In preußischem Blau zeigt sich dieser Postbriefkasten. Foto: Christiane Barth
Sinsheim-Steinsfurt. (cba) Wer kann sich wohl noch an das alte Postgebäude erinnern, das bis 1970 dort stand, wo heute ein Sanitätshaus ist, direkt hinter dem – ja – dem Postgarten natürlich, also der heutigen "alla Hopp!"-Anlage? Dort wurden einst die Kutschen ausgespannt, die Truhen abgeladen und stiegen die Reisenden aus. Großer Bahnhof, damals.
Oder wer kennt etwa noch Bilder vom Kaiserlichen Postamt, das am 30. September 1888 bezogen wurde, dort, wo heute in der Bahnhofstraße das Pressehaus der RNZ steht? Wer vermag sich diese Zeit noch vorzustellen, als Post und Bahn eins waren?
Ja, der Besuch der Ausstellung im oberen Stock des Friedrich der Große-Museums "Lerchennest" in Steinsfurt ist eine Reise in die Vergangenheit. Eine Vergangenheit aber, an die sich viele etwas ältere Bürger noch erinnern können. So wie etwa Manfred Götzinger, einer der ehrenamtlichen Mitarbeiter des Vereins der "Freunde des Lerchennests", der den Besuch der Ausstellung "Sinsheimer Postgeschichte(n)" mit vielen Geschichten, die die Geschichte wirklich lebendig machen, bereichert.
1701 gab es eine erste Posthalterei in Sinsheim. Seither hat sich die Art der Kommunikation und der Beförderung von Nachrichten, Briefen und Paketen mit den Epochen rasant weiterentwickelt. Einige Stationen davon streift diese Ausstellung, die auch ein Zeugnis der Liebhaberei zu einer Branche und zu einem Berufsbild ist, das mit charmanten Klischees unterlegt ist.

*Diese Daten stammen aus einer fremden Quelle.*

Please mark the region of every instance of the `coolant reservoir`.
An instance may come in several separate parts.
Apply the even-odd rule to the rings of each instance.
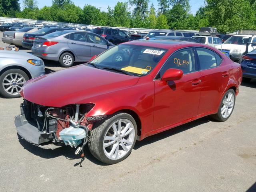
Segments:
[[[60,139],[62,140],[66,145],[75,148],[82,142],[82,140],[86,136],[84,129],[70,126],[60,132]]]

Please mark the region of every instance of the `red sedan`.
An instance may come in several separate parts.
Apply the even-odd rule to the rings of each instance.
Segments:
[[[28,81],[18,135],[39,146],[77,148],[114,164],[136,140],[212,115],[232,113],[240,65],[215,48],[179,41],[134,41],[88,63]]]

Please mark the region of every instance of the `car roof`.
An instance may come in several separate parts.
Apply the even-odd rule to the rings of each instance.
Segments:
[[[254,36],[253,35],[235,35],[233,36],[236,37],[252,37]]]
[[[215,36],[208,36],[208,35],[195,35],[194,36],[192,36],[192,37],[216,37],[216,38],[219,38],[219,37],[216,37]]]
[[[176,40],[170,40],[165,41],[163,40],[145,40],[144,41],[132,41],[125,43],[125,44],[130,44],[136,45],[142,45],[143,46],[148,46],[157,48],[162,48],[165,49],[170,49],[174,46],[179,45],[188,45],[191,44],[194,45],[196,43],[193,43],[188,42],[180,41]]]

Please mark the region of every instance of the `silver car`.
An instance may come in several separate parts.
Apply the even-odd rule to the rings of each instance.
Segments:
[[[44,74],[40,58],[22,51],[0,50],[0,94],[8,98],[20,97],[26,81]]]
[[[32,53],[40,58],[59,61],[69,67],[75,62],[88,62],[114,45],[99,35],[85,31],[61,30],[36,37]]]
[[[23,35],[25,33],[32,33],[40,29],[36,27],[24,27],[17,31],[6,31],[3,34],[2,41],[5,43],[16,46],[22,46],[21,43],[23,40]]]

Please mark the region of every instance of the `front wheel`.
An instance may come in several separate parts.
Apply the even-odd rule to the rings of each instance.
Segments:
[[[213,115],[212,117],[221,122],[226,121],[233,112],[235,102],[235,92],[233,89],[230,89],[224,95],[218,113]]]
[[[0,76],[0,94],[7,98],[20,97],[20,91],[29,78],[22,70],[11,69]]]
[[[92,131],[89,148],[100,161],[107,164],[117,163],[130,154],[137,132],[133,118],[127,113],[118,113],[101,122]]]
[[[74,64],[74,58],[71,53],[64,53],[60,57],[59,61],[62,66],[70,67]]]

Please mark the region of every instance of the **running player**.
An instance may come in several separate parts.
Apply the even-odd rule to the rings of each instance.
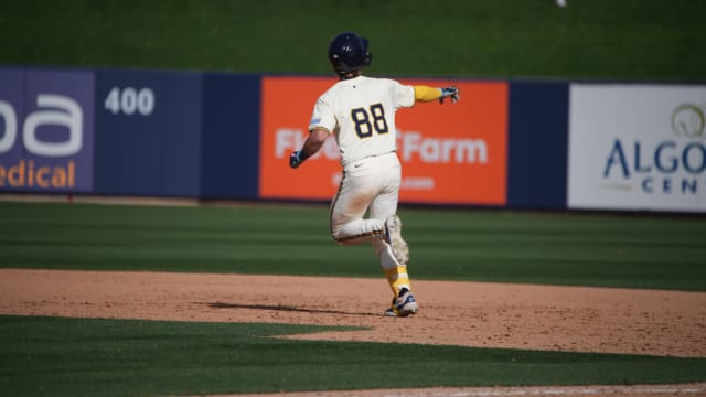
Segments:
[[[331,42],[329,62],[340,82],[317,100],[309,136],[301,150],[290,154],[289,165],[298,168],[327,138],[335,137],[343,176],[331,203],[331,236],[342,245],[372,243],[394,293],[385,315],[407,316],[417,312],[418,305],[407,273],[409,248],[396,215],[402,167],[396,153],[395,112],[416,101],[450,98],[456,103],[459,90],[363,76],[363,67],[373,56],[367,43],[352,32]]]

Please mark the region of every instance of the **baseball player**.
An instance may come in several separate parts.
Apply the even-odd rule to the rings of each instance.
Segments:
[[[289,157],[298,168],[333,135],[341,154],[343,176],[331,203],[331,236],[338,244],[372,243],[394,298],[385,315],[417,312],[407,262],[409,248],[396,215],[402,182],[397,158],[395,111],[417,101],[459,100],[451,86],[432,88],[403,85],[388,78],[362,75],[371,64],[367,40],[352,32],[336,35],[329,61],[340,81],[319,97],[301,150]],[[363,218],[370,211],[368,218]]]

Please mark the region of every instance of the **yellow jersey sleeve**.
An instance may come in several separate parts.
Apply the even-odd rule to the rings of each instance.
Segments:
[[[441,97],[441,89],[428,86],[415,86],[415,100],[431,101]]]

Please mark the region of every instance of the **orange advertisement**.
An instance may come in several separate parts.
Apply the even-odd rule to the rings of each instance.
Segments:
[[[264,77],[261,89],[261,198],[328,201],[341,180],[330,138],[315,157],[289,168],[307,138],[317,98],[335,77]],[[504,205],[507,169],[507,83],[400,79],[432,87],[454,84],[458,104],[418,103],[397,111],[400,203]]]

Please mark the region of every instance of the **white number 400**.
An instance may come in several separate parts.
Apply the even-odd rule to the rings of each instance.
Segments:
[[[132,87],[113,87],[104,105],[114,115],[133,115],[137,111],[142,116],[149,116],[154,110],[154,92],[149,87],[140,90]]]

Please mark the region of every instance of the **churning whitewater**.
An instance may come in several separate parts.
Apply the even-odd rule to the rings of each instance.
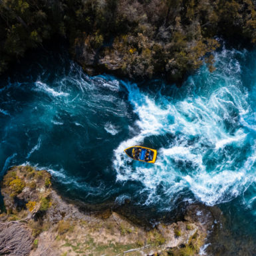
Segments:
[[[182,201],[224,203],[249,190],[243,203],[250,207],[255,57],[223,49],[215,71],[203,66],[180,88],[90,77],[68,59],[49,57],[29,68],[32,74],[1,81],[1,174],[29,163],[49,170],[69,196],[128,197],[160,211]],[[128,158],[124,150],[136,144],[157,149],[156,164]]]

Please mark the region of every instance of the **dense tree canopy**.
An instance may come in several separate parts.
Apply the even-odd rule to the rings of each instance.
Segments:
[[[53,37],[90,70],[171,80],[211,70],[216,35],[256,42],[253,0],[0,0],[0,73]]]

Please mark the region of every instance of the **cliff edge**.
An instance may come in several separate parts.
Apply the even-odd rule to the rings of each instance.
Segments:
[[[1,193],[3,255],[197,255],[221,214],[191,205],[184,221],[145,228],[110,209],[82,212],[53,189],[47,171],[31,166],[11,168]]]

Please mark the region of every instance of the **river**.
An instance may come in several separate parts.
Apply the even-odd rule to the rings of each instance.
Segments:
[[[256,51],[223,47],[215,59],[215,71],[177,88],[90,76],[63,51],[31,56],[0,80],[0,176],[29,164],[88,203],[217,205],[239,243],[226,255],[253,255]],[[135,144],[158,150],[156,164],[128,158]]]

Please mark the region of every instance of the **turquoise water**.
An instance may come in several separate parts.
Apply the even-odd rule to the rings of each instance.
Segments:
[[[180,88],[91,77],[66,55],[31,57],[0,80],[1,176],[37,166],[90,203],[127,198],[157,212],[217,205],[233,237],[254,243],[255,51],[223,47],[215,72],[203,66]],[[128,158],[123,150],[134,144],[157,149],[156,164]]]

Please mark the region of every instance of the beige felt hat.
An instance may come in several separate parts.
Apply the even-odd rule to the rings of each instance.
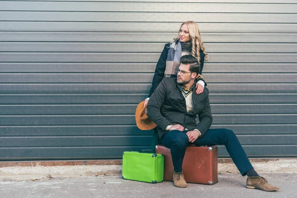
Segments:
[[[139,129],[142,130],[149,130],[157,126],[150,118],[148,116],[148,112],[146,107],[144,106],[145,100],[140,102],[136,107],[135,111],[135,120],[136,125]]]

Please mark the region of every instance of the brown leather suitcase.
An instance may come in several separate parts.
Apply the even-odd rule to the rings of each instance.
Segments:
[[[170,149],[157,145],[156,153],[164,156],[164,181],[172,181],[173,164]],[[217,183],[217,147],[188,147],[183,162],[183,172],[188,183],[210,185]]]

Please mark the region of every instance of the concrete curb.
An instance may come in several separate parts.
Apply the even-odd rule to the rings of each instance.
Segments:
[[[297,173],[296,158],[251,158],[259,173]],[[219,158],[219,173],[238,173],[231,159]],[[121,175],[122,160],[39,161],[0,162],[0,178],[20,176],[76,177],[82,175]]]

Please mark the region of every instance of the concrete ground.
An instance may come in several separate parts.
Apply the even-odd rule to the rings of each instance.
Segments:
[[[277,192],[245,187],[246,177],[238,173],[219,174],[212,185],[189,184],[180,189],[170,182],[149,184],[122,179],[119,176],[75,177],[45,176],[39,179],[0,178],[0,198],[296,198],[297,174],[262,174]]]

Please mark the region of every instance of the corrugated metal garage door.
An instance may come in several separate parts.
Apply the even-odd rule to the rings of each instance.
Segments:
[[[249,156],[297,156],[297,1],[158,1],[0,0],[0,160],[149,147],[135,109],[188,20],[211,57],[212,127],[233,130]]]

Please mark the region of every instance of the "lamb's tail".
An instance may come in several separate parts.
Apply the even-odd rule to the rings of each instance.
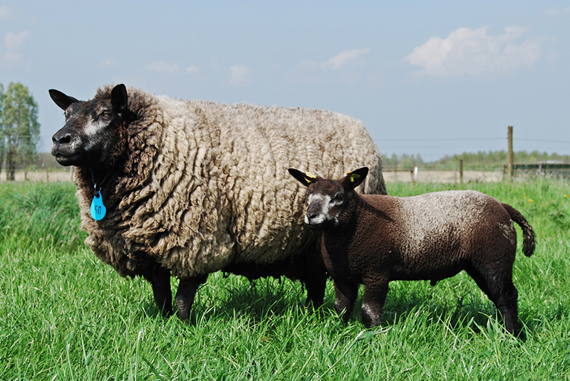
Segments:
[[[508,204],[503,204],[503,207],[509,212],[511,219],[521,226],[522,229],[522,252],[527,256],[530,256],[534,252],[535,238],[534,231],[530,226],[527,219],[521,214],[521,212],[513,208]]]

Die Gemeinschaftsausstellung der "Freunde des Lerchennestes", des Briefmarken- und Münzsammelvereins Sinsheim und des Kreisarchivs Rhein-Neckar-Kreis gibt einen Überblick über die Postgeschichte Sinsheims und seiner Stadtteile von den Anfängen bis zur Gegenwart.
Die Ausstellung zeigt öffentliche und private Leihgaben, nämlich des Stadtarchivs, des Museums Neckarelz sowie des "Lerchennests" selbst, außerdem Exponate des verstorbenen Sinsheimer Sammlers Peter Skarplik, der auch Gründungsmitglied des Briefmarkensammlervereins Sinsheims war. Ein altes Posthorn, ein urtümlicher Stempel, bei dem noch der Hebel zum Einsatz kam, eine blaue Mütze, ein 60 Jahre alter Briefmarkenautomat, alte Wappen und viele alte Schilder zum Thema. Die Geschichte der Post als Aspekt der Kommunikationsgeschichte wird hier anschaulich dargestellt.
Und wer vermag noch zu unterscheiden, zwischen der Badisch-Großherzoglichen Post, der Württembergisch-Königlichen, der Badisch-, der Sächsisch-, oder der Preußisch-Königlichen Post? Nach der Reichsgründung 1871 gingen diese Splitter des damaligen Postwesens in die Reichspost über: Manfred Götzinger und Hans-Ingo Appenzeller, Gründer und Vorsitzender des Vereins, führen durch die Ausstellung, gerne auch nach Vereinbarung. Sie sorgen dafür, dass auch jüngere Besucher mit Bildern von dem Gasthaus "Zur Eisenbahn" Steinsfurt anno 1900, der einstigen "Posthalterei" und damalige Station der Postkutsche, oder vom Gasthaus "Adler Post" in Sinsheim aus dem Jahr 1910, der Thurn und Taxischen Posthalterei, etwas anfangen können.
Schönes mit hohem Nostalgiewert gibt es auch zu sehen: Etwa den Postbriefkasten in reinstem Blau, wie er tatsächlich in Sinsheim einmal hing. Die Chronologie der Post in Sinsheim wird in den engen Nischen des Museums dargestellt und erklärt.
Info: Die Ausstellung wurde verlängert, da das Museum wegen der Corona-Krise lange geschlossen war. Sie ist zu besichtigen bis 25. Oktober an Sonn- und Feiertagen von 14 bis 16.30 Uhr, oder eben nach Vereinbarung.